La progression des coûts de main‑d’œuvre et de logistique constitue un autre frein. La flambée de l’énergie et des matières premières liée au conflit iranien pèse également sur les relations commerciales : les aciéristes électriques sont particulièrement touchés en raison de leur forte consommation d’électricité.
D’ordinaire, les grands constructeurs automobiles et les aciéristes négocient directement le prix de l’acier.
Toyota, dont le poids est considérable, achète l’acier pour le compte de ses fournisseurs de pièces. À partir d’un tarif de gros renégocié tous les six mois, le constructeur fixe le prix auquel il cède le métal à ses équipementiers. La dynamique actuelle de hausse de l’acier devrait inciter les grossistes à durcir leur position lors des négociations du second semestre.
Vers une inévitable hausse du prix des voitures ?
Même si le conflit au Moyen‑Orient prenait fin, la plupart des experts pensent que les prix de l’énergie mettront du temps à baisser et que le trafic dans le détroit d’Ormuz ne reviendra pas à la normale rapidement. Étant donné le décalage entre la montée des matières premières et celle des pièces et des produits finis, certains jugent qu’une baisse des prix est improbable dans un avenir proche.
«Le niveau actuel des prix des matières premières est en quelque sorte un signal d’inquiétude sur l’offre. Nous en sommes même à un point où la production automobile elle‑même risque de ralentir par manque de matériaux», estime Takayuki Homma, économiste en chef chez Sumitomo Corp. Global Research.

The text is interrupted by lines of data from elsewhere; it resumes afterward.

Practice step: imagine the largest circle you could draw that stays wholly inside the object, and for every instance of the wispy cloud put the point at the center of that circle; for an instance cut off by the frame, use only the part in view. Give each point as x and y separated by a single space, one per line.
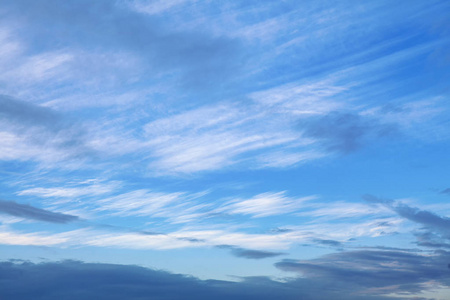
248 253
266 204
34 213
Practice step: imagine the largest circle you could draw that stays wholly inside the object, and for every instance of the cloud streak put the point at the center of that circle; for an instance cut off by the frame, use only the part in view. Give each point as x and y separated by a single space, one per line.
30 212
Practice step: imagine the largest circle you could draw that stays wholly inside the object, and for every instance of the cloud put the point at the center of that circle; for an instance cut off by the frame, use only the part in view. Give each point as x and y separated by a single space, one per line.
266 204
416 215
345 132
446 191
197 59
249 254
331 243
78 280
29 129
34 213
374 272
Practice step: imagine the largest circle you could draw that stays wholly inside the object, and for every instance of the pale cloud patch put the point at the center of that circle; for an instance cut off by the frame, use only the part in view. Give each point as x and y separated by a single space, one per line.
210 138
70 192
266 204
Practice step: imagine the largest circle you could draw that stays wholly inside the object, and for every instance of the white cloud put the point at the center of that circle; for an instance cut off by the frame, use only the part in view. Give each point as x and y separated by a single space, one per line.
70 192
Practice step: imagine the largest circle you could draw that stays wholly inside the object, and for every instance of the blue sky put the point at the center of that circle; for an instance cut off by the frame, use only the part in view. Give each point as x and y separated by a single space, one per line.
235 149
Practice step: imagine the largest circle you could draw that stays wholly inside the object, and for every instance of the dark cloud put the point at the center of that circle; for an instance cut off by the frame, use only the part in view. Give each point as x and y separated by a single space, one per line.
250 254
345 132
44 127
416 215
331 243
34 213
27 114
374 272
199 58
70 280
446 191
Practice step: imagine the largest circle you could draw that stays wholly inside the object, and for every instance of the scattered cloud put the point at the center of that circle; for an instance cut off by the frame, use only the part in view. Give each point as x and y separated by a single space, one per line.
345 132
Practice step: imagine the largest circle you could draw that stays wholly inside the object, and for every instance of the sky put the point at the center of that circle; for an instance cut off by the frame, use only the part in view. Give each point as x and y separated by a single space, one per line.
198 149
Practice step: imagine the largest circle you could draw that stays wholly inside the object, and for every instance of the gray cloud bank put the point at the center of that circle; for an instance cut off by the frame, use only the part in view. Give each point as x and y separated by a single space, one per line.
34 213
346 132
76 280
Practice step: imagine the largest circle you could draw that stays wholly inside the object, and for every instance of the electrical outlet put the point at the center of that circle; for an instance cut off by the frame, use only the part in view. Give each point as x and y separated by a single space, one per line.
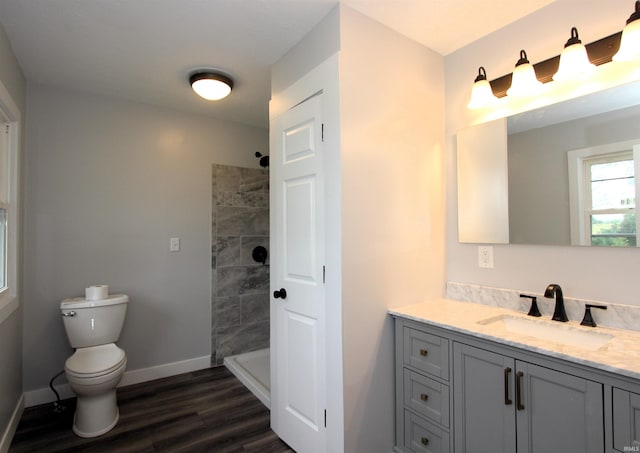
485 256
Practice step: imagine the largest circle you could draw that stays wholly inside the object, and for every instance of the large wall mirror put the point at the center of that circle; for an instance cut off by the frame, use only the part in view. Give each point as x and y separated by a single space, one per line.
563 174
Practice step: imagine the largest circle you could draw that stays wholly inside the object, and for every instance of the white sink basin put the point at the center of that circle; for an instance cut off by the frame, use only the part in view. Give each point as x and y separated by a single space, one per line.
553 331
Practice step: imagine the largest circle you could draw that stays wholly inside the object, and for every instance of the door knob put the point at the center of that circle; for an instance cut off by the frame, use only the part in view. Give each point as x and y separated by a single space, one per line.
280 294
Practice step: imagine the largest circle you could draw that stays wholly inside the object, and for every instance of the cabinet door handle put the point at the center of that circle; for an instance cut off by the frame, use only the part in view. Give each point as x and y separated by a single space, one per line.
519 404
507 400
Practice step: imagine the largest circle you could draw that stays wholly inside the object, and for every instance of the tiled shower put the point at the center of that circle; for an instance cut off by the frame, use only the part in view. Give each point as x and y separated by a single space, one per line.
240 285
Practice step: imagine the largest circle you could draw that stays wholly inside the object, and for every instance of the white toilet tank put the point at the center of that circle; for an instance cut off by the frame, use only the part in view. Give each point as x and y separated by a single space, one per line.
94 322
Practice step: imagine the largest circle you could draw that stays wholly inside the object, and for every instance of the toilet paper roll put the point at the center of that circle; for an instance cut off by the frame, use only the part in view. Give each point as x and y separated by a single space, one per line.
96 292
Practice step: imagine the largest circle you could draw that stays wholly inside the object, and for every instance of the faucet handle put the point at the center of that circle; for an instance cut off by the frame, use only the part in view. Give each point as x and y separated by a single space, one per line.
533 311
587 320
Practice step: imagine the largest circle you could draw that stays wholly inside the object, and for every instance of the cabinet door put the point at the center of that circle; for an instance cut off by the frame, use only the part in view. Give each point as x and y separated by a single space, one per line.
626 420
484 418
559 413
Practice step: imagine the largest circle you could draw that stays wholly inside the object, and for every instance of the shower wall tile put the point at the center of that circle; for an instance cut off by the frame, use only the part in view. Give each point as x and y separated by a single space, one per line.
239 221
254 308
247 246
240 286
250 337
228 251
257 280
228 311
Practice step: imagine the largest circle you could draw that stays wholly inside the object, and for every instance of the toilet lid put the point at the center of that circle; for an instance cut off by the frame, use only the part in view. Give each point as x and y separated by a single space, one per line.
95 360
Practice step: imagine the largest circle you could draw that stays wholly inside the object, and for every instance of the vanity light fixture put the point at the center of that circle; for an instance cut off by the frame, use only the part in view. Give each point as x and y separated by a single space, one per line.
524 81
574 61
211 85
481 94
630 41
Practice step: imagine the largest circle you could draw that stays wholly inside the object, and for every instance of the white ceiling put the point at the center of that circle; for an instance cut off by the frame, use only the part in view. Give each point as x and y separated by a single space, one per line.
144 50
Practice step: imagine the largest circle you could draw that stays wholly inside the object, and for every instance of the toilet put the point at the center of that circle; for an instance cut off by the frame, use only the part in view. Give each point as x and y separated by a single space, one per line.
97 365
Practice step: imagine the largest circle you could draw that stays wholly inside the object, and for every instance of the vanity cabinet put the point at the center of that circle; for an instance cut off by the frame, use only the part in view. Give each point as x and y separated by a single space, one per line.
506 405
423 397
626 420
456 392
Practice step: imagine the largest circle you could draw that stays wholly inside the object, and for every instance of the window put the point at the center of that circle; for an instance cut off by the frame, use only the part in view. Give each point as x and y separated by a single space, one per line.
611 213
4 203
9 133
603 195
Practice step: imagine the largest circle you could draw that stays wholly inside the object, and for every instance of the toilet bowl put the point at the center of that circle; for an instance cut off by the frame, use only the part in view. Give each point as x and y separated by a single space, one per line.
93 374
97 365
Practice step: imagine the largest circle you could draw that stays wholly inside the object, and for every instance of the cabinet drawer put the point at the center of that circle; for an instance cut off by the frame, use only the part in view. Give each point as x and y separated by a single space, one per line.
426 352
421 436
427 397
626 420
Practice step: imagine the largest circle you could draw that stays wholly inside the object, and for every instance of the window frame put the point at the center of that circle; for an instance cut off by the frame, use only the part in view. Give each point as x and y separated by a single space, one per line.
11 116
580 182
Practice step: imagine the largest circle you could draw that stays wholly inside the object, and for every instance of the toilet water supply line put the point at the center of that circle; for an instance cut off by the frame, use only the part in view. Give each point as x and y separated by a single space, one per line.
57 405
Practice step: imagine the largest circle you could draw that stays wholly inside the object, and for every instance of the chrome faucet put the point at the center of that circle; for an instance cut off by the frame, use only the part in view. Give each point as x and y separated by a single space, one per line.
558 313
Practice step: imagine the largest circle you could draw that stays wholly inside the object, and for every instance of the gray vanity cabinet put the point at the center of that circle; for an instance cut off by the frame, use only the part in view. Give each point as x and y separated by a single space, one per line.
506 405
626 420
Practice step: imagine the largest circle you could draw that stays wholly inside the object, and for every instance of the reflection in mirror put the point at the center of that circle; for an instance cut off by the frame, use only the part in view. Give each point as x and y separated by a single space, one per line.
571 172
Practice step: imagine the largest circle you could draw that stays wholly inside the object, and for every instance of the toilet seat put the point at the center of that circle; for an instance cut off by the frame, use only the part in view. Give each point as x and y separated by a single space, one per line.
95 361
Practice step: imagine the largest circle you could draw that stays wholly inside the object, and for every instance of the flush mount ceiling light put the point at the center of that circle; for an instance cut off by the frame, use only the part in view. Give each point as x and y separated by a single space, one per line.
211 85
524 81
574 61
481 94
630 41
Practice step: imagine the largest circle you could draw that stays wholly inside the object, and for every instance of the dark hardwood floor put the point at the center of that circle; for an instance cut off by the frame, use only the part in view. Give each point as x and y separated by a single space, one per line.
203 411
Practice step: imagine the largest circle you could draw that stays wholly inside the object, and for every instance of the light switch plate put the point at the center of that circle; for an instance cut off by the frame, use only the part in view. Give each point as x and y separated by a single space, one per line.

La grande question est de savoir comment ces tendances vont se répercuter sur le prix des voitures. D’après une source de l’industrie des matériaux, les constructeurs absorberont le surcoût si la pénurie de naphta dure environ trois mois ; en revanche, si elle persiste un an, le prix des véhicules pourrait augmenter de 100 000 à 150 000 yens [540-814€].
«Si ces prix élevés deviennent la norme, les entreprises ne pourront inévitablement plus les assumer seules, explique Seiji Sugiura, analyste senior au Tokai Tokyo Intelligence Laboratory. Dans ce cas, l’impact pourrait se transmettre au prix des automobiles à partir de début 2027, une fois passée la campagne de ventes de fin d’année», ajoute-t-il.
L’envolée des matières premières risque de peser lourdement sur les bénéfices des constructeurs : «Les producteurs d’aluminium répercutent progressivement les hausses sur leurs produits, a déclaré l’Association japonaise de l’aluminium lors d’une conférence de presse le 27 avril. Nous demandons la compréhension des utilisateurs.»